According to the literature related specifically to nephrology and dialysis, normal peritoneal dialysis fluid should contain less than 50 WBC/uL and have fewer than 15% neutrophils. A fluid should be considered suspicious for bacterial infection, when the total WBC count is >100/uL and the percentage of neutrophils exceeds 50%, Common nonbacterial causes of neutrophilia in dialysis fluids include infectious diarrhea, active colitis, menstruation or ovulation, and pelvic inflammatory disease. A Gram stain should also be performed, but the sensitivity for bacterial peritonitis is only 50%. However, a positive gram stain is predictive of culture results in 85% of cases.

Differential count is performed to determine the predominant cell type present in the fluid, which can suggest certain diseases.

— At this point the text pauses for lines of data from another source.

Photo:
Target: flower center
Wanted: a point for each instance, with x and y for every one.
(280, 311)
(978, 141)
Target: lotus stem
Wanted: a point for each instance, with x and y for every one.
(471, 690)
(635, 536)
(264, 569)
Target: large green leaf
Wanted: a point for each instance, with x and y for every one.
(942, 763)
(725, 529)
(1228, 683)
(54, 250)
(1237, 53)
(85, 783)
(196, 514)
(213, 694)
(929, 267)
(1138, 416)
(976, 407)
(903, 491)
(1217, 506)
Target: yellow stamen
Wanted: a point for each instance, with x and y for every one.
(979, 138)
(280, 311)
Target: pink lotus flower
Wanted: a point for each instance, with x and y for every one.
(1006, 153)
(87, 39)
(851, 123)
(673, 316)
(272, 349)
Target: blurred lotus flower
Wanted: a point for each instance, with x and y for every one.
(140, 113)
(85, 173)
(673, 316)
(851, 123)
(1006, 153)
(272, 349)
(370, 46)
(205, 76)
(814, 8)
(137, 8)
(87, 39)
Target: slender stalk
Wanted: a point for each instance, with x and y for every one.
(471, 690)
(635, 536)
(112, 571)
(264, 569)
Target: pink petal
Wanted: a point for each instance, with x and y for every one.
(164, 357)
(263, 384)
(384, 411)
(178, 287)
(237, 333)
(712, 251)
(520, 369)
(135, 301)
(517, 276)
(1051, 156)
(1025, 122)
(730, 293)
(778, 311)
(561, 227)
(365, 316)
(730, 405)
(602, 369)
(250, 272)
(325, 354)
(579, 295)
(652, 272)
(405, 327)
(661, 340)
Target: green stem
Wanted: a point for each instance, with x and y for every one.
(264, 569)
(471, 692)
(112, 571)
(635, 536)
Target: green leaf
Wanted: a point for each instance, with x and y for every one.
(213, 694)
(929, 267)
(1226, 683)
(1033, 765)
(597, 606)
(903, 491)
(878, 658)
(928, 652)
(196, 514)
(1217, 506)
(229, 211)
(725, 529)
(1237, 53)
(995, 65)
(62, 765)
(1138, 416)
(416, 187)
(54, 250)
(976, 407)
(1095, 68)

Reference ranges have not been established. Increased numbers of neutrophils are seen with exudates caused by bacterial infection, infarction, cancer or pancreatitis.   Increased numbers of lymphocytes are associated with viral infections, tuberculosis, lymphoproliferative disorders, congestive heart failure, and cirrhosis. Eosinophils are increased in infections, neoplasms, chronic renal failure, pneumothorax, pulmonary infarction and parasitic infestations. Plasma cells are present in rheumatoid arthritis, cancer, tuberculosis, and multiple myeloma.